ECS is a great way to run containers in AWS especially when using Fargate as the infrastructure management plane.
When running backend microservices in this way it is natural to assume that they should be deployed in a private subnet which is where the fun begins.
Tasks are the execution jobs in ECS and are essentially a host for a container. Think Pods in Kubernetes. To run a task on ECS, you first create a task definition which references one or more containers. These containers reside on a container registry, Dockerhub or Elastic Container Registry. When the task begins to initialise, it must first download the container from the registry before it begins to run.
Now, if we analyse the network required here, it should be clear that we need access from a private subnet to the container registry. For this, I’ll assume the container registry is Elastic Container Registry (ECR).

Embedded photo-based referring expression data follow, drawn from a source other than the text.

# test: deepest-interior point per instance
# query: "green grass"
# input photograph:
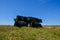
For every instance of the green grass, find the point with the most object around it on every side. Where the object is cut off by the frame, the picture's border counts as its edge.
(28, 33)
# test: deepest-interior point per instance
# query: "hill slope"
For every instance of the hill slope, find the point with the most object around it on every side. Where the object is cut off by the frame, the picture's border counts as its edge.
(28, 33)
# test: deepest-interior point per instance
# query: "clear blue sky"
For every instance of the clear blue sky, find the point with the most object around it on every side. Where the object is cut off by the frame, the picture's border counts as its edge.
(47, 10)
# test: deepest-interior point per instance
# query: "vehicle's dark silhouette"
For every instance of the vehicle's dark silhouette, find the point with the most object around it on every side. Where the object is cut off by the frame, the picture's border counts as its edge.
(27, 21)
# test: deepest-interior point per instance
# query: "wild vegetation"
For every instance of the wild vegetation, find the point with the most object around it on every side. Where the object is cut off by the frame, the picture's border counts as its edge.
(29, 33)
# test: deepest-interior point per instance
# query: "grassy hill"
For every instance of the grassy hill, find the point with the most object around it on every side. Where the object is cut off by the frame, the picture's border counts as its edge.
(28, 33)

This leaves us with our first decision, do we keep our network traffic private or do we use a public endpoint over the internet?
1. Private Network Traffic
To achieve private network traffic from ECS Tasks to ECR we must use VPC (Interface) Endpoints. VPC Endpoints are implemented using AWS Privatelink. Although outside the scope of this blog, it essentially provides access to services outside the VPC using an ENI which can have a security group and endpoint policy for additional security attached. Since we are using Fargate, the latest platform version is 1.4 and following the AWS documentation this requires 3 VPC Endpoints to work with ECR. Two interface endpoints for ECR and One Gateway endpoint for S3 where the image layers are stored. Great, 3 endpoints and we have private network traffic from ECR to our ECS tasks. Let’s have a quick tot up of the costs we’d incur here.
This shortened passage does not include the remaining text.